Gabrielle Hovendon

Eat This Heart

After the rain refused to fall, after the jackrabbits came on like a plague, after the wheat and alfalfa died before they could cast a shadow, my father became a captain going down with his ship. He drove our spindly cattle from the pasture in Cushing down to the Broken Arrow stockyards, through the dry arroyos and up the line of mesquite stapling the ridge between Payne and Creek County. He spent five days herding the three thousand head along the trail with a twelve-man crew of wranglers and drovers and all their paints, palominos, and blood bays. He prayed for no lightning or rattlesnakes, argued the stockyards into the best price he’d ever gotten, and came home with a Longhorn heart wrapped in paper and string.

It was June, and I’d just finished eleventh grade. I walked into the kitchen and watched while he stood at the stove in the stiff hand-tooled boots my mother gave him for their last anniversary together. He heated the old iron pan and unwrapped the heart, the butcher paper falling away like twists of old skin. He rummaged through the cupboards, came up with what he was looking for, and began cooking the heart in whiskey and flour. Humming while it fried, “Bury Me Not on the Lone Prairie.”

The hearts shrank and spat in the skillet. Usually there was flank steak, chuck steak, brisket from the drive, but that day there was only that slab of muscle with its smell like wet dirt, its green whiff of early death.

“Smells good, huh?” my father asked.

“You said we could have pizza when you came back,” I said. The pan popped and spit.

“You don’t want to try it?”

I shook my head.

“It’s from our herd,” he told me. “The best in the state.”

I shook my head again.

“It’s tradition,” he said stiffly. He flipped the heart in the pan. “This is exactly how my grandfather used to make it.”

“I thought Grandpa Chuck made Grandma Bessie do all the cooking,” I said. My great-grandfather, the one-time sheriff and many-times outlaw who founded our town and scratched our ranch from five hundred acres of sand and creosote, was famous for his temper and not his recipes. As far as I knew, my father had hated Grandpa Chuck, had planned to run away from home and never come back.

My father grunted and turned back to the stove. He slid the heart from the pan, sliced it down the center. Blood the color of old ink spilled from its middle.

“Here you go, Blue,” he said, sliding our plates onto the table. He had a way of making my name sound ugly when he was mad, the color the heifers got under their eyes when their milk was drying up. “Eat up.”

The half-heart steamed while I sat and watched it. I began to cut it into pieces and then smaller pieces, herding them around and over the edge of my plate with my knife.
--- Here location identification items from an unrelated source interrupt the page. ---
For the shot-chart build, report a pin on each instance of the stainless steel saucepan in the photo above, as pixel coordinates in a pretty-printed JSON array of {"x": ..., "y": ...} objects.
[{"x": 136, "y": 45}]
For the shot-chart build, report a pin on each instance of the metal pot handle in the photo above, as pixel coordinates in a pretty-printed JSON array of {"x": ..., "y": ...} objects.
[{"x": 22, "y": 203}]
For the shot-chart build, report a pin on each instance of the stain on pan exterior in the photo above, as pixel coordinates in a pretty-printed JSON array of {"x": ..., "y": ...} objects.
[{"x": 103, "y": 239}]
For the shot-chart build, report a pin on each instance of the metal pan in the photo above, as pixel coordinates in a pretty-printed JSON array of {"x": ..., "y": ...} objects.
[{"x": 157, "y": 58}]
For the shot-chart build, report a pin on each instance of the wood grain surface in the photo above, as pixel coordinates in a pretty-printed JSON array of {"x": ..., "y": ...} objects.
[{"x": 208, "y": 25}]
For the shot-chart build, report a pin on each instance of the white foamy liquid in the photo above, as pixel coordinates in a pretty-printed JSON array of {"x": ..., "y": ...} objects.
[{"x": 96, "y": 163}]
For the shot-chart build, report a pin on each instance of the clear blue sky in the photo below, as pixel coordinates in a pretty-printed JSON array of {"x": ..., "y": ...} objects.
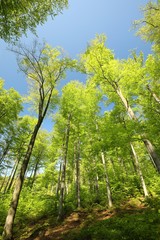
[{"x": 73, "y": 29}]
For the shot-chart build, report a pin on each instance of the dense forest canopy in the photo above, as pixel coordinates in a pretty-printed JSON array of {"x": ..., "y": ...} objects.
[{"x": 95, "y": 156}]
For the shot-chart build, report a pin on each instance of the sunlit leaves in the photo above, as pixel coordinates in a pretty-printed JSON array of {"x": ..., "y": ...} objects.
[{"x": 16, "y": 17}]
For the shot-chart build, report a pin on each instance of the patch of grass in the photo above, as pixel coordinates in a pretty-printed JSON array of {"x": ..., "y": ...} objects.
[{"x": 137, "y": 226}]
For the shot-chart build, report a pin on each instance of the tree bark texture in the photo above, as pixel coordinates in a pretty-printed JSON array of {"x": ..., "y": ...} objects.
[
  {"x": 8, "y": 227},
  {"x": 138, "y": 169},
  {"x": 64, "y": 164},
  {"x": 109, "y": 194},
  {"x": 150, "y": 148}
]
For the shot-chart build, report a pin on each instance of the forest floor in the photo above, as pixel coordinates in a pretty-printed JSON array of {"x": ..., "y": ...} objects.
[{"x": 126, "y": 222}]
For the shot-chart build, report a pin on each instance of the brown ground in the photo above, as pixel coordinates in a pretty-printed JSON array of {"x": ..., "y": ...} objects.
[{"x": 78, "y": 219}]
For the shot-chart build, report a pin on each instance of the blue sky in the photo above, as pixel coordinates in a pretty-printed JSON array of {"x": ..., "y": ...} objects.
[{"x": 74, "y": 29}]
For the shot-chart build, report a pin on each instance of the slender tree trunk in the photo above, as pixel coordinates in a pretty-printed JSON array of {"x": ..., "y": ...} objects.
[
  {"x": 59, "y": 180},
  {"x": 78, "y": 174},
  {"x": 8, "y": 227},
  {"x": 156, "y": 98},
  {"x": 64, "y": 164},
  {"x": 138, "y": 169},
  {"x": 150, "y": 148},
  {"x": 4, "y": 180},
  {"x": 35, "y": 171},
  {"x": 109, "y": 194},
  {"x": 12, "y": 177},
  {"x": 5, "y": 152}
]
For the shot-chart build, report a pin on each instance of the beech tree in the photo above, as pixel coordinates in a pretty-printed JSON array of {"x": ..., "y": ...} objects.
[
  {"x": 18, "y": 17},
  {"x": 44, "y": 68},
  {"x": 117, "y": 77}
]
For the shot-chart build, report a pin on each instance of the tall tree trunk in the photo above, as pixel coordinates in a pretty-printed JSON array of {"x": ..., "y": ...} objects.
[
  {"x": 5, "y": 151},
  {"x": 78, "y": 174},
  {"x": 35, "y": 171},
  {"x": 150, "y": 148},
  {"x": 109, "y": 194},
  {"x": 156, "y": 98},
  {"x": 138, "y": 169},
  {"x": 8, "y": 227},
  {"x": 64, "y": 164},
  {"x": 59, "y": 180},
  {"x": 12, "y": 177},
  {"x": 4, "y": 180}
]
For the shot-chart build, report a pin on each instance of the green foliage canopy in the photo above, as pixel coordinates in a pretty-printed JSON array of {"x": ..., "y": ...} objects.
[{"x": 16, "y": 17}]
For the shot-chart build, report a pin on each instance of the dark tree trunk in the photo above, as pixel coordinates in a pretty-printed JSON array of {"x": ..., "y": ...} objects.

I was a pioneer awaiting my covered wagon. I was swallowing lock picks and digging tunnels with spoons. I was cleaving from this place like softness from bone. I was counting the days till graduation.

“This is tradition,” my father said, sliding a piece into his mouth. “Someday you’ll thank me.”

But I was empty as an old well. I built a tower from blood-red stones and ruled over a warring country. Our kitchen flooded and I swam through the wreckage, tentacles trailing into the hall.

“You’re not leaving the table till you try it,” he told me.

“Fine,” I said. I picked up my fork and took a bite. It tasted like something still alive, like all the cowness had been concentrated into that one piece. I pushed the plate away.

A cold weather front passed over his face. He took my plate and stood up. He ate my portion of the heart at the stove, skewering each piece onto his knifepoint and sliding them one by one between his teeth. A shiny pink thread of muscle clung to his mustache.

I watched as he ate the entire heart, scraping the plates to get the last little bits. The grease congealed on his plate, puddling into shapes a fortuneteller could scry: The future of his ranch and the fate of his daughter, sprinkled in Gold Medal and doused in Bushmills.

All that month, the rain didn’t come. The creeks looked like trickles of tobacco spit; the pastures receded up the sides of the hills. The white clover, the pasque flower, the prairie smoke and bird’s foot violet: all disappeared, gobbled up by weeds. The cattle looked like clothes racks, their hides gone sandpapery where they’d rubbed themselves bald on the fence posts. My father acquired wrinkles around his eyes like the furrows in the summer dirt.

In July, two months before I started twelfth grade, he planned a trip to the state capitol to protest a new tax code. I watched him stand in the kitchen in his bolo and boots, wondered how many ranchers it took to stop a law.

“Can I come?” I asked.

He looked up from his map.

“You want to protest the bill?”

I shrugged. The state university’s main campus was in the city, and even though I didn’t want college, exactly, I’d dreamed about a stranger who would come from far away and carry me away with him. In the dream he was Lewis and I was Clark and we were each other’s rivers. Or he was Bonnie and I was Clyde and the whole country was an unsuspecting bank. But there were no strangers forthcoming on the ranch.

“I thought we could stop at the university,” I said. “Pick up some application forms or something.”

My father closed the map with a sharp shake of paper.

“The college fund has to go somewhere,” I added.

“It’s not good for you to miss school,” he said, and went to go pack the truck.

I became a nomad. I wandered out to the hills that were making him look like an old man. I hid buttons under sagebrush and sucked quail eggs dry. I went up to the ugly red cows and held their enormous heads between my hands and spoke to them in their own languages.

We’ll run away, I told them. We’ll be outlaws like Grandpa Chuck. We’ll never come back to this place in our lives.

By the end of July, the ranch was in a fiscal landslide. Feed prices were up for the fifth year in a row, hoof rot was creeping through the herds, and drought was coloring the land like dead grasshoppers. The factory feedlots south of the city could afford to pay more at the calf auctions and charge less at the slaughterhouses, and they were putting our farm out of business.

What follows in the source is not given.